Il existe aussi, souvent au niveau de la maîtrise d'oeuvre et de l'assistance de la maîtrise d'oeuvre, une ingénierie privée qui doit faire partie du « paquet global » – si vous me permettez cette expression – et que l'ANCT devra, via le préfet, mettre à disposition des projets.
Certains projets nécessitent des ingénieries spécialisées. Des ingénieries que l'on retrouve parfois au niveau régional ou au niveau central – vous parliez du CEREMA, un vivier de spécialistes en ingénierie, notamment en matière de mobilité et d'environnement.
C'est à partir de tout cela que nous devons déterminer un plan d'action, un contrat de cohésion territoriale, qui soit global et qui ne doit pas attendre le dernier bouton de guêtre pour être mis en oeuvre.
L'ANCT doit permettre à un territoire isolé, qui porte un projet, d'être aidé, notamment par la mobilisation générale des collectivités territoriales et de l'État. D'autres territoires peuvent porter un projet allant dans le sens des programmes nationaux, tels que la politique de la ville : 1 514 quartiers prioritaires ; 222 villes moyennes sélectionnées pour le plan « Action coeur de ville » ; 53 expérimentations de centres-bourgs ; ou encore des projets pour lesquels une action renforcée doit être mise en oeuvre à destination des départements qui en ont besoin.
L'ANCT a vocation à mener ces programmes, au service des élus et des projets locaux, et à offrir, via les préfets, un point d'entrée unique. L'ANCT est, finalement, une agence d'opérateurs. Mais elle est aussi un opérateur d'opérateurs qui doit coordonner les opérateurs qui agissent sur les territoires.

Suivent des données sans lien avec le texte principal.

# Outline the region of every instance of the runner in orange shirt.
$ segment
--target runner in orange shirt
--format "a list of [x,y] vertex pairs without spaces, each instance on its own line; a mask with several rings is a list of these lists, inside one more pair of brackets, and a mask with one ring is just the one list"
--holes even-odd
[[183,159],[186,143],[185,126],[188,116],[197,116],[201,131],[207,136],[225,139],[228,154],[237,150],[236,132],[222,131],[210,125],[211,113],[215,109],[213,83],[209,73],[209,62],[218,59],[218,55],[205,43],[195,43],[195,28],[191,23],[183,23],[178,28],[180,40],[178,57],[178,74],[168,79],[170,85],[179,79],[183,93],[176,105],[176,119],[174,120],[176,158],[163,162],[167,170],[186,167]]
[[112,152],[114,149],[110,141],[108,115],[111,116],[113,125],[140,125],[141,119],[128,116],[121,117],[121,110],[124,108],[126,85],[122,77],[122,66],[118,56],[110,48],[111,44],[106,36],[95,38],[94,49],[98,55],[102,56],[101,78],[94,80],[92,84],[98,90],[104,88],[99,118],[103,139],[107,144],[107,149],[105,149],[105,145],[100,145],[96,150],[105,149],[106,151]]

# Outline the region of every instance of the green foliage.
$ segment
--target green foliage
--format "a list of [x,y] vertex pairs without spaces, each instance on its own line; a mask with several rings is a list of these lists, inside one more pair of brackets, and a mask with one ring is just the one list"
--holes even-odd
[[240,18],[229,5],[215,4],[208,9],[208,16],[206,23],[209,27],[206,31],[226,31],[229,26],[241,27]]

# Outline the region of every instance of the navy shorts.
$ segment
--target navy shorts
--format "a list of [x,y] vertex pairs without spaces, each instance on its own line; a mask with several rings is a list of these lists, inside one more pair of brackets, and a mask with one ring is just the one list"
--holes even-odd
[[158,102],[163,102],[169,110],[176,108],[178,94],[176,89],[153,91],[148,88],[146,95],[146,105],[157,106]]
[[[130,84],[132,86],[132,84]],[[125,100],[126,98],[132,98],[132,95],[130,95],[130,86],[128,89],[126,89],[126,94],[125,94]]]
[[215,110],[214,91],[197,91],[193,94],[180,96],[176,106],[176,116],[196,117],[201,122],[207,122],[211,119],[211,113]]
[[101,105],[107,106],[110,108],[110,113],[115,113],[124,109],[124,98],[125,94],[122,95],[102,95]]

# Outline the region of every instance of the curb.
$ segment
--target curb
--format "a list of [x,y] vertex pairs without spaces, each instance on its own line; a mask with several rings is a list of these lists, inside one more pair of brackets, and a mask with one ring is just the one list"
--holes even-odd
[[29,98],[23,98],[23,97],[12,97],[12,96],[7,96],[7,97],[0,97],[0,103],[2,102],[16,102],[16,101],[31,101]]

Comment les coordonner ? En créant une sutructure faîtière, l'ANCT, et en s'appuyant sur des structures telles que l'ANRU, l'ANAH, l'ADEME et le CEREMA qui, mènent des actions territorialisées avec des conventions d'objectifs, des moyens et des parts de budget.
Aujourd'hui, 90 % des actions du CEREMA sont réalisés au profit des services centraux de l'État et seulement 10 % au bénéfice des collectivités territoriales. Or celles-ci réalisent 75 % de l'investissement public national. Cette répartition est dommageable et les membres du CEREMA en souffrent. Cette répartition doit être modifiée au profit des collectivités territoriales – 60-40 ou 40-60 – et l'ingénierie, en matière de mobilité et d'environnement, doit bénéficier plutôt aux collectivités territoriales qui investissent.
L'ANCT doit accompagner les territoires dans les grandes transitions qui touchent notre pays. Elle doit intégrer la dimension territoriale comme une dimension prioritaire de l'action publique, y compris dans les grandes transitions : transition écologique, transition numérique, transition démographique – vieillissement et accès aux soins –, et transition économique.
L'ANCT jouera donc un rôle majeur s'agissant de la couverture numérique du territoire – new deal mobile, France très haut débit et inclusion numérique. La question de la couverture numérique, qui n'est pas encore assurée partout, étant l'une des premières inégalités dans les territoires.
Par ailleurs, l'ANCT doit intégrer l'accès aux soins parmi ses missions prioritaires. Et même si le plan d'accès aux soins prévu est remarquable, l'ANCT en est la caution territoriale.
Monsieur le ministre, monsieur le commissaire général, je vous remercie. Je vous conseille, chers collègues, de lire le rapport Morvan, qui est excellent !
La réunion s'est achevée à 19 heures 55.
Membres présents ou excusés
Présents. – M. Thibault Bazin, Mme Anne Blanc, M. Jean-René Cazeneuve, Mme Stella Dupont, MM. Olivier Gaillard et Christophe Jerretie, Mmes Catherine Kamowski et Valérie Lacroute, MM. Didier Le Gac et Jean-Claude Leclabart, Mmes Véronique Louwagie et Christine Pires Beaune, MM. Bernard Perrut, Éric Poulliat, Hervé Saulignac, Arnaud Viala et Guillaume Vuilletet.
Excusés. – MM. Paul Christophe et Bruno Millienne.